Tuesday, October 26, 2004

Ways of Calculating FICO Scores

A consumer's FICO score is a version of a credit score available through the three major credit bureaus: Experian, TransUnion and Equifax. The majority of financial institutions use FICO scores to determine the credit risk of individuals. There are a variety of factors that go into calculating a FICO score, each with its own significance.

Account Information

    One of the largest factors in determining a FICO score is the payment history and amounts owed on accounts. These two factors account for 65 percent when calculating a FICO score. The payment history examines payment information on all types of accounts, including credit cards, mortgages, installment loans and retail charge accounts. The severity of delinquency, the amount past due on delinquent accounts and the time since delinquency are considered. The amounts-owed calculation looks at the amount owed on all accounts, the number of accounts with balances and the amount owed on specific types of accounts. In addition, the amount of credit lines used and the proportion of installment loan amounts owed is also considered.

Length of Credit History

    The length of a consumer's credit history will also play a role in calculating a FICO score, accounting for 15 percent of the calculation. In addition, the amount of new credit on a consumer's report will account for an additional 10 percent of the score calculation.

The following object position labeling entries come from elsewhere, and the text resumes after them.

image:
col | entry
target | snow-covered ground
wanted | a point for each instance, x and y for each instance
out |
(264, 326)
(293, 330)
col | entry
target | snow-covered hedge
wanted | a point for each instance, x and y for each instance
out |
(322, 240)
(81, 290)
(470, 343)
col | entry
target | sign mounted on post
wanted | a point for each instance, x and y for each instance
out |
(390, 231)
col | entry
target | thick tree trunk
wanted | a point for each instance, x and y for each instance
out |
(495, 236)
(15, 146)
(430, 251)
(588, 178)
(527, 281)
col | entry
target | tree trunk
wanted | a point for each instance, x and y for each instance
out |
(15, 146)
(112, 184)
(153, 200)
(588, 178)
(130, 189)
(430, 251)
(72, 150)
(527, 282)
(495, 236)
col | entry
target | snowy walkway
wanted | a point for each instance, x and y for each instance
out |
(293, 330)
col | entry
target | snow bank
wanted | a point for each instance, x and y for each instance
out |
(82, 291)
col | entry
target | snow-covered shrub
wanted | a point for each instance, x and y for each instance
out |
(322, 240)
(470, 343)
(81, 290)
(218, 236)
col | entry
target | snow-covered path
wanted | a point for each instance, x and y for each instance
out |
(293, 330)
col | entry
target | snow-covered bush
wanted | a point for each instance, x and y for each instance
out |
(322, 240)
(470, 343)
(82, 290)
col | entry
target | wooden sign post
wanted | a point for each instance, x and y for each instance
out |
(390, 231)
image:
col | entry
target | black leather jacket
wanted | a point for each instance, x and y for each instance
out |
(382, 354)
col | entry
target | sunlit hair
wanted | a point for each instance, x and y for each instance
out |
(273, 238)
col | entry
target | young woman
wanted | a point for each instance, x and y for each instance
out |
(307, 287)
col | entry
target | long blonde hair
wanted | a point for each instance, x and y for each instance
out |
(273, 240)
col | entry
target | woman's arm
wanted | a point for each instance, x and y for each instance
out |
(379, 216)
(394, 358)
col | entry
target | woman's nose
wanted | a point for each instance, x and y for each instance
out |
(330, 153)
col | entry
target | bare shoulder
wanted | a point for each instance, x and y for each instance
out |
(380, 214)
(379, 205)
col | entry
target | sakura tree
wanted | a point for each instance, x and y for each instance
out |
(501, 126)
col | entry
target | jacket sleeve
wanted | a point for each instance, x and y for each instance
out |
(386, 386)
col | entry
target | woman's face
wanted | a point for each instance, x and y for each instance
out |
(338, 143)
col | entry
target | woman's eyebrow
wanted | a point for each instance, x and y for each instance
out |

Length of credit history includes the time since all accounts have been opened, the length of time since the accounts have had activity and the length of time since specific types of accounts have been opened. New credit accounts include the number of credit inquiries, the time since accounts have been opened and the reestablishment of positive payment history following delinquency.

Types of Credit Used

    The remaining 10 percent of a consumer's FICO score calculation consists of the types of credit accounts that are on the report. This will include a look at the number of credit card accounts a consumer has as well as any retail charge accounts or consumer finance accounts. Installment loans such as a personal loan or auto loan are also considered. A mortgage will also play a factor in determining a credit score if a consumer has one on her report. The recent information on each account will also be used in calculating a score.